Frente a esta presión externa, el sector de la seguridad electrónica en la región se juega su sostenibilidad entre la innovación tecnológica, la diversificación de proveedores y la urgente reconfiguración de sus cadenas logísticas.
Por Andrea Ochoa Restrepo
Las recientes modificaciones en la política comercial de Estados Unidos han planteado nuevos desafíos para la industria de la seguridad electrónica en América Latina. La imposición de una red de aranceles —incluidos los derivados de la Sección 301 contra China, los aranceles “recíprocos” y las disposiciones de la Ley de Poderes Económicos de Emergencia Internacional (IEEPA)— ha generado disrupciones en la cadena de suministro, incrementado los costos y obligado a los actores del sector a revisar sus modelos operativos.

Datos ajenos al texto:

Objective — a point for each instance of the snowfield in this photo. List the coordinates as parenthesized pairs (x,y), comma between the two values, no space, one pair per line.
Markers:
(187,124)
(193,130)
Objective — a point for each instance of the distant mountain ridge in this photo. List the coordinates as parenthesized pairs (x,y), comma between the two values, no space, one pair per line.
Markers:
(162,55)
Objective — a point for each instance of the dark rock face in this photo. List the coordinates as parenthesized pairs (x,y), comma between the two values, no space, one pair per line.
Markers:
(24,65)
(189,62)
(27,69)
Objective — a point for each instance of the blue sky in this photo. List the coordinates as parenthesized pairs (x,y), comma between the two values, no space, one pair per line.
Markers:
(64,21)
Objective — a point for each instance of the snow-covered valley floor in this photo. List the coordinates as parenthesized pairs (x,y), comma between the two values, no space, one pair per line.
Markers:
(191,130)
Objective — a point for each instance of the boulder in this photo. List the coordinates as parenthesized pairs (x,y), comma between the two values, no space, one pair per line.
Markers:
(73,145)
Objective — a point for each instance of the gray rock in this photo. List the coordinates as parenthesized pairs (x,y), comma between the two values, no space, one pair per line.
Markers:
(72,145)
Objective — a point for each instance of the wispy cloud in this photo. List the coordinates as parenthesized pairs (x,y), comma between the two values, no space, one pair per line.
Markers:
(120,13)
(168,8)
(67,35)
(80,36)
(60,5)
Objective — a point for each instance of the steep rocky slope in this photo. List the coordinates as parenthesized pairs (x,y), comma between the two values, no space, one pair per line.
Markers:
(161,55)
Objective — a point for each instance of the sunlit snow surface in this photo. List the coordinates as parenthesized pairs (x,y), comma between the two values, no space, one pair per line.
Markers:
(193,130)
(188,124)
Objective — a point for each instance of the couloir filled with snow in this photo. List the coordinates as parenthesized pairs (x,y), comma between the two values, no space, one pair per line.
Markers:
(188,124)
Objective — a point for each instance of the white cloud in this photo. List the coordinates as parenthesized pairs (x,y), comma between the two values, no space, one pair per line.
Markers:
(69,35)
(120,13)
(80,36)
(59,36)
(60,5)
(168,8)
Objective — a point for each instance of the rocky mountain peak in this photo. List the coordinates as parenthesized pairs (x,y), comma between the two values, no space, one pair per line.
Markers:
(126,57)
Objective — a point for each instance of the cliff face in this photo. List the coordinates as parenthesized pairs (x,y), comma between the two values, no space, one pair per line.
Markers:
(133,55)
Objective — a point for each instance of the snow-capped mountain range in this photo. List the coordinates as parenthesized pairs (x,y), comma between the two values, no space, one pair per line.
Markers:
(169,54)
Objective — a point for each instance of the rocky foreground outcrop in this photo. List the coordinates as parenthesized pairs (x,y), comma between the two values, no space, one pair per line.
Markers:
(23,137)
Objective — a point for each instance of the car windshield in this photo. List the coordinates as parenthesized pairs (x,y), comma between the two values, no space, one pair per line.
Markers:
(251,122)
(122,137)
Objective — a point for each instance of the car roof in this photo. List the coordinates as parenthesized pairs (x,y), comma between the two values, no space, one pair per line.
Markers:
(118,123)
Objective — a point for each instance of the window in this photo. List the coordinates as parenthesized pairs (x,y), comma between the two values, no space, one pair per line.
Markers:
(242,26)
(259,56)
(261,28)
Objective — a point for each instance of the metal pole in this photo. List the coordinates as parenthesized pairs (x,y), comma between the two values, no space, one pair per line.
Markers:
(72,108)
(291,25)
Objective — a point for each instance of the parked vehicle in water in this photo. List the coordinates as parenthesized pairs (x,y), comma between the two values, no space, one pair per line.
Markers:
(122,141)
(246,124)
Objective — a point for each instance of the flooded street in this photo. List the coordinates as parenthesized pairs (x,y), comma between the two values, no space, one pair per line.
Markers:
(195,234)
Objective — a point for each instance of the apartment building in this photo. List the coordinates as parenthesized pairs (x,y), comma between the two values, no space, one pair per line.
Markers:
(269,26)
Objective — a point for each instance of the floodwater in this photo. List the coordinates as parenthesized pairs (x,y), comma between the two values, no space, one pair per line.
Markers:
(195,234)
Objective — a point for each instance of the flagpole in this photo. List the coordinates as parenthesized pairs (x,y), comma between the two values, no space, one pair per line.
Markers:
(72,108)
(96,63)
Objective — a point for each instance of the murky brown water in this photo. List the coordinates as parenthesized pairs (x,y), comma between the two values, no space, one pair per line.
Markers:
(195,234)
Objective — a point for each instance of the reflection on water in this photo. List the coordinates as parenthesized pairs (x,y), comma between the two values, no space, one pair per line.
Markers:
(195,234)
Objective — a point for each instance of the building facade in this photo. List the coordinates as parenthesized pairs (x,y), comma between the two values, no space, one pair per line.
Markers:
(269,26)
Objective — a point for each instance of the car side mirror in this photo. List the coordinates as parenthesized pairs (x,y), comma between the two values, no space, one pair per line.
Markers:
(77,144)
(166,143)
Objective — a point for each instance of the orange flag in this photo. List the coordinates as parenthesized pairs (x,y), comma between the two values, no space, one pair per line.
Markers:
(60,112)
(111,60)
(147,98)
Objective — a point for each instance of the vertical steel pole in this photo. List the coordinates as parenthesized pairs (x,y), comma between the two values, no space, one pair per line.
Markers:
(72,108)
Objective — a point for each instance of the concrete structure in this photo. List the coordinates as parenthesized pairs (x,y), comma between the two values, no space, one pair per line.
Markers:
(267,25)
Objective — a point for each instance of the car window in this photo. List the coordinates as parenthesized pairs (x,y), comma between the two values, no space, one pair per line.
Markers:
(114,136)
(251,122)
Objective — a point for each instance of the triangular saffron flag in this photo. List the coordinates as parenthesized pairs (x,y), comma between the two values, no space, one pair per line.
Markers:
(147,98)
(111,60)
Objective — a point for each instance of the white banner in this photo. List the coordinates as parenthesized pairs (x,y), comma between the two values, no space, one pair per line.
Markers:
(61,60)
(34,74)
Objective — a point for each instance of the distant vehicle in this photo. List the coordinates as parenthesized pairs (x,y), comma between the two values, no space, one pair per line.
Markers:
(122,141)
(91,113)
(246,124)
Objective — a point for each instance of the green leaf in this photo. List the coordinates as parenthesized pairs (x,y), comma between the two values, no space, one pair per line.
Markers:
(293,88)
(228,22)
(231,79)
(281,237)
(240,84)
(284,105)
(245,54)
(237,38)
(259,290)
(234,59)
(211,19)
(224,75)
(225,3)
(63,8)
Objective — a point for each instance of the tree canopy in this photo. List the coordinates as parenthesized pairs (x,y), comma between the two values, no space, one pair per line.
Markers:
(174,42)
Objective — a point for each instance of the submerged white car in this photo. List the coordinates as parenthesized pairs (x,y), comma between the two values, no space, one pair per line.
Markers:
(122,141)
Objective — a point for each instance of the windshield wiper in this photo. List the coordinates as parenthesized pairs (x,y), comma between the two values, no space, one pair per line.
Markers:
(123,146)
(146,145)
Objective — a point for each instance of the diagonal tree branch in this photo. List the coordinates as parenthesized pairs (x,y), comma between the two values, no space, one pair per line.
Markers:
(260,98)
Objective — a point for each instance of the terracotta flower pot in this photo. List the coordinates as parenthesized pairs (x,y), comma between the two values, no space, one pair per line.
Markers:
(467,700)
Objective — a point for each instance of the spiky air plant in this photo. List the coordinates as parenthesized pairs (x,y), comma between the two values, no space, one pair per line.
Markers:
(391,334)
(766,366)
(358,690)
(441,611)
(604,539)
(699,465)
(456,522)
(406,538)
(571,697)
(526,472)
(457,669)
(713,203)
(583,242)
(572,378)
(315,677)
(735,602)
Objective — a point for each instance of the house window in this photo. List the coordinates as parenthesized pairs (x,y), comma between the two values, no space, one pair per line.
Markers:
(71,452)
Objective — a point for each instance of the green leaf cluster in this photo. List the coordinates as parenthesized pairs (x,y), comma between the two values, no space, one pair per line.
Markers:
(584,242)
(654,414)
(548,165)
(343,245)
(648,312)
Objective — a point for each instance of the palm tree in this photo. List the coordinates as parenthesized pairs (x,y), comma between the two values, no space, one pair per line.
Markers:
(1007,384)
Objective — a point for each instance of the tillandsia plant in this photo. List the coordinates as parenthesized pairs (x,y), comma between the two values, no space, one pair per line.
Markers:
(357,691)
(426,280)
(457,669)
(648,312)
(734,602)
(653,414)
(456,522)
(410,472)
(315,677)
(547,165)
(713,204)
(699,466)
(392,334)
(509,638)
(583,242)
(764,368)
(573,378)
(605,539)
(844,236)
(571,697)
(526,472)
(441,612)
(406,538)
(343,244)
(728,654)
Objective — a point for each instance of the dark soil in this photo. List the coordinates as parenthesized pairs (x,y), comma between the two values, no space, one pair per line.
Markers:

Cadena de suministro bajo presión
El aumento en los costos de componentes como semiconductores, sensores, baterías, pantallas y materiales estructurales afecta a toda la cadena de valor, desde fabricantes hasta integradores. Esto obliga a evaluar si se absorben los sobrecostos o se trasladan al cliente final. La diversificación de proveedores y la redirección de rutas logísticas también han elevado los fletes, prolongado los tiempos de entrega y generada congestión en puertos. Algunas empresas optan por almacenar inventarios ante la incertidumbre de suministro, lo que representa un esfuerzo adicional en términos financieros.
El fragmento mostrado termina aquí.